Although actively used for atherosclerosis studies, mice differ substantially from human regarding lipoprotein cholesterol metabolism.

The use of transgenic mouse models, such as human CETP transgenic mice, represents a valuable strategy to develop therapies targeting atherosclerosis in animal models with a human-like lipoprotein profile.

Physiogenex is currently performing atherosclerosis studies using the human CETP-apoB100 transgenic mouse model, which has been shown to be relevant for evaluating drugs affecting both dyslipidemia and type 2 diabetes (Briand F et al. Diabetes Obes Metab. 2012 Jul;14(7):662-5 and  Briand F et al. Clin Transl Sci. 2011 Dec;4(6): 414-420).

Beside routine histology analysis, Physiogenex is collaborating with the GAIA imaging platform to measure atherosclerotic plaque development with noninvasive in vivo imaging technique, which can be used in both animals and humans, for better translating preclinical data to the clinics.

For more information about this program, please contact our experts.

Program 4: Implication of lipolysis in the development of insulin resistance which leads to metabolic and cardiovascular complications of obesity

Union EuropéennePhysiogenex is taking part in OBELIP R&D project.
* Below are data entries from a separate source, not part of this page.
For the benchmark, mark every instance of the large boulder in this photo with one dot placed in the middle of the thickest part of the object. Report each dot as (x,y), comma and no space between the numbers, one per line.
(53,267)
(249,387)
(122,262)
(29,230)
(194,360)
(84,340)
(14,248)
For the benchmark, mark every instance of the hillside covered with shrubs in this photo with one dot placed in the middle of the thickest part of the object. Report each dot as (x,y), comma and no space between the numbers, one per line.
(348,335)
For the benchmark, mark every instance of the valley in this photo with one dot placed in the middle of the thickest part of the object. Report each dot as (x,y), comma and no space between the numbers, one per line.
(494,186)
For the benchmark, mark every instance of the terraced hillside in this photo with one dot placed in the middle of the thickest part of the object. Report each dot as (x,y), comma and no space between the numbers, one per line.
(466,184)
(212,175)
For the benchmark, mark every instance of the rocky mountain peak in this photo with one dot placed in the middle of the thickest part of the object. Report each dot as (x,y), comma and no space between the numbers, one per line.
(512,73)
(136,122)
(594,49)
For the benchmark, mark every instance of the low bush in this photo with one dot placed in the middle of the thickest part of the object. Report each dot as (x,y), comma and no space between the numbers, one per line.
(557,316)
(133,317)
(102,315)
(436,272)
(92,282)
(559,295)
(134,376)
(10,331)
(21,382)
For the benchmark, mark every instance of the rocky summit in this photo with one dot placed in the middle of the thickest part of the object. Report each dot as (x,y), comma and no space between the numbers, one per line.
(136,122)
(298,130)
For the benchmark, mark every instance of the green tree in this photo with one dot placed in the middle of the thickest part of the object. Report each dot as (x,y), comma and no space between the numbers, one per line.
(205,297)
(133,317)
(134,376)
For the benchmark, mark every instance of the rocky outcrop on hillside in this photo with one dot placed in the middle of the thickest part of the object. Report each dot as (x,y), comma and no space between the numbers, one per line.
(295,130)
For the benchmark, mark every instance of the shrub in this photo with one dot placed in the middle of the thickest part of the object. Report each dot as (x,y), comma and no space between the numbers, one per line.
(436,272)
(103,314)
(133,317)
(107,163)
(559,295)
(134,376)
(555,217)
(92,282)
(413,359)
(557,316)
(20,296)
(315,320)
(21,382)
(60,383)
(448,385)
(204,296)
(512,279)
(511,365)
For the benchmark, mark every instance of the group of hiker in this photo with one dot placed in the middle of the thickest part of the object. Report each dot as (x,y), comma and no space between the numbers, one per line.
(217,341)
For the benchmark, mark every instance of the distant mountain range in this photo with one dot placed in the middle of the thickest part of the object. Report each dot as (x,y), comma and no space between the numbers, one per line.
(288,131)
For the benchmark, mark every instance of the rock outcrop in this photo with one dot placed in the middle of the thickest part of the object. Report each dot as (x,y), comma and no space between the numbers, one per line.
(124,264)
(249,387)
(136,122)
This program deals with working on a new therapeutic strategy for complications of obesity: the inhibition of fat cell lipolysis.
The project aims at characterizing the mechanisms linking the inhibition of lipolysis to the improvement of insulin sensitivity and at evaluating antilipolytic drugs.

The project is led by Pr Langin’s team (Institute of Metabolic and Cardiovascular Disease, I2MC). Another research team (INRA) dedicated to hepatic metabolism and nutrition is involved in this project and is represented by Dr Guillou.

Examples of other R&D collaborations:

  • Joseph Fourier University, Grenoble (France): Development of non invasive imaging techniques with GAIA nuclear imaging platform.
  • European FP7 ADAPT, coordinated by Dr. Jürgen Eckel, German Diabetes Center : Adipokines as Drug Targets to Combat Adverse Effects of Excess Adipose Tissue.